Auf dem Weg dahin steht aber unabwendbar fest, dass DU, so wie Du jetzt bist, da bist. Natürlich bist Du unvollkommen, aber nach was strebst Du denn? Nur nach einem: Nach Vollkommenheit. Ist das utopisch? Ja, ist es. Deshalb nennt Andrew Cohen diesen „Drang nach Vollkommenheit“ den „utopischer Impuls.
Wenn wir mit allen Sinnen diesen Impuls in uns fühlen und realisieren, dann fühlen wir „Gott als die Energie, die Intelligenz, die den kreativen Prozess in Bewegung setzte und die Begeisterung, die wir spüren, ist nicht von dem Impuls getrennt, der vor 14 Milliarden Jahren den gesamten kreativen Prozess aus dem Nichts entstehen ließ.“ (Andrew Cohen)
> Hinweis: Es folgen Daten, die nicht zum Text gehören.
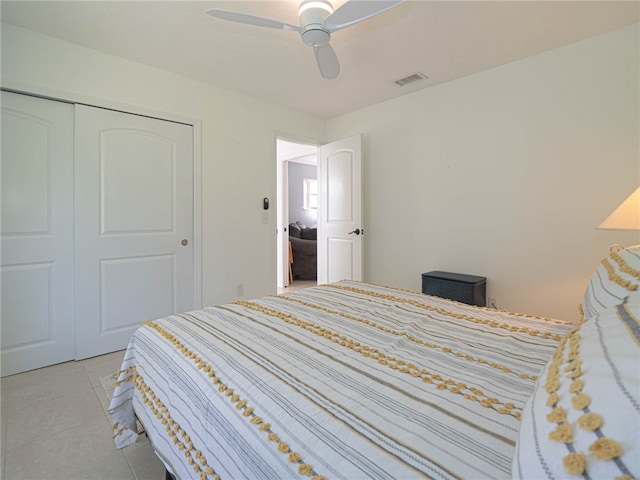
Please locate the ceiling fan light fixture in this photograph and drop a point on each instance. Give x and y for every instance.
(321, 4)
Diese, die ganze Persönlichkeit ergreifende Ereignis, wird im Christentum mit dem Pfingstereignis beschrieben und Steiner fasst dieses GeistErleben so zusammen: „Der wahre Geist, in dem wir uns finden können, ist der allgemeine Menschengeist, den wir als einziehende Kraft des heiligen Geistes erkennen, den wir in uns selbst gebären müssen...“(R.Steiner: Das Erscheinen der Christus-Erscheinung in der ätherischen Welt, GA 118)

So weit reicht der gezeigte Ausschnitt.